Saturday, August 4, 2018
Big Sweet John
I worked for a while with a guy whom everyone called Big Bad John. He was a big fellow, strong, and not given to much BS. He trained me to run a mill, and on the last day of my training, we pushed hard and set a new process record for an eight hour shift. John's official title was auxiliary 1, and he was shifted around through departments to cover when people were sick, or when there was a bottle neck.
While I said John wasn't given to much BS, I'm not saying he didn't have a sense of humor. He had that twinkle in his eye that just let you know he could deal a joke as good as anyone. He was a stickler for following the rules and believed in safety.
Well, one day, I opined that he wasn't big bad John, but big sweet John... He also had a heart of gold. John had never heard of Ben Colder, so I found a recording and brought it to work for him. Well, he took it home.
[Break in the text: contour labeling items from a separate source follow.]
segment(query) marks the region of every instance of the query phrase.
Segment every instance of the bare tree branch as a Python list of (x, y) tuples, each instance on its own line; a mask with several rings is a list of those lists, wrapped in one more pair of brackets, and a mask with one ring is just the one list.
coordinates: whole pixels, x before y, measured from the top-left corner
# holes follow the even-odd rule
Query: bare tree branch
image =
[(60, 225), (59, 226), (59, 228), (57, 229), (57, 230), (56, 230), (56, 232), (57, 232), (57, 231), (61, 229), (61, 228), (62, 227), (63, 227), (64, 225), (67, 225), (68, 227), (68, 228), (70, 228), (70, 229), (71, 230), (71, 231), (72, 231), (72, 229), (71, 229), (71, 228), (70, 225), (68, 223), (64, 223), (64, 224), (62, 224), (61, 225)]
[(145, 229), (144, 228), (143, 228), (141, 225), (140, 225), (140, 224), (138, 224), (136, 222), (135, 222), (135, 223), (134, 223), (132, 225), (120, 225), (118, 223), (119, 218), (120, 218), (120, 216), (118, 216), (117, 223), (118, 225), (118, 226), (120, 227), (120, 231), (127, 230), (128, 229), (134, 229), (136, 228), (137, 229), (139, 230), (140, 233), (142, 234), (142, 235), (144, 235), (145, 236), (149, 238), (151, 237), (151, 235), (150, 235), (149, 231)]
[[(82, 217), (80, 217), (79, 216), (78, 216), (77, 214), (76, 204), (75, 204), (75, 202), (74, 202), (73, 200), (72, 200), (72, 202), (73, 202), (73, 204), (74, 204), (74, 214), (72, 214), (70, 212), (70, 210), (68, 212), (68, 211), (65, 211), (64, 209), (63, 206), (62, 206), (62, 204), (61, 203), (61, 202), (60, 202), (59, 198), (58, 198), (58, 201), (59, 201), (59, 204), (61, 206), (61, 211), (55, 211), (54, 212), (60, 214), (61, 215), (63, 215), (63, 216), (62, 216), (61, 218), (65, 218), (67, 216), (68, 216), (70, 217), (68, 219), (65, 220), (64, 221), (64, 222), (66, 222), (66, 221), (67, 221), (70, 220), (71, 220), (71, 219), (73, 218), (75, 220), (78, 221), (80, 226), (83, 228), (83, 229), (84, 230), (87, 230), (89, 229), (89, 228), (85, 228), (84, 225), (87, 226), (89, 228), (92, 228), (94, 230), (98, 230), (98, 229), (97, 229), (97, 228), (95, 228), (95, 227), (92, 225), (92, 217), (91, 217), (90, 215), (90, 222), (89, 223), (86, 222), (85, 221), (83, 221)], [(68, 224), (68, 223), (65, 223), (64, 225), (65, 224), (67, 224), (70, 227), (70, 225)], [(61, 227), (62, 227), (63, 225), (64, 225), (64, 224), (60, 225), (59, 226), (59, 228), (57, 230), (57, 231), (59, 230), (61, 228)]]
The next morning he walked in to the lunch room, right up to me, and told me the only reason I still had teeth was because the company couldn't afford to lose both of us on the same day.
John was running fork lift that day. I typically went through 4,000 lbs of rubber in a shift which equated to five or more boxes of raw compound, and John was the one delivering it.
Somewhere around box three, he stopped his truck and began laughing at me. "I had you going..."
Sorry John, you didn't. You had so much laughter in your eyes you weren't sputtering from anger, but from laughter. His girlfriend told me he listened to the dang song about ten times and was laughing all night about it.
People took John seriously though, and the next time he was running the mill with me every eye was watching to see if I got stuffed bodily through the machine.
This is a video of a 60" rubber mill. Bigger than the one we ran, but very similar operation.
With ours, we were feeding a calender which would run the rubber out in a continuous strip like toilet paper. It was then cooled and rolled up, sliced, and used in making hose.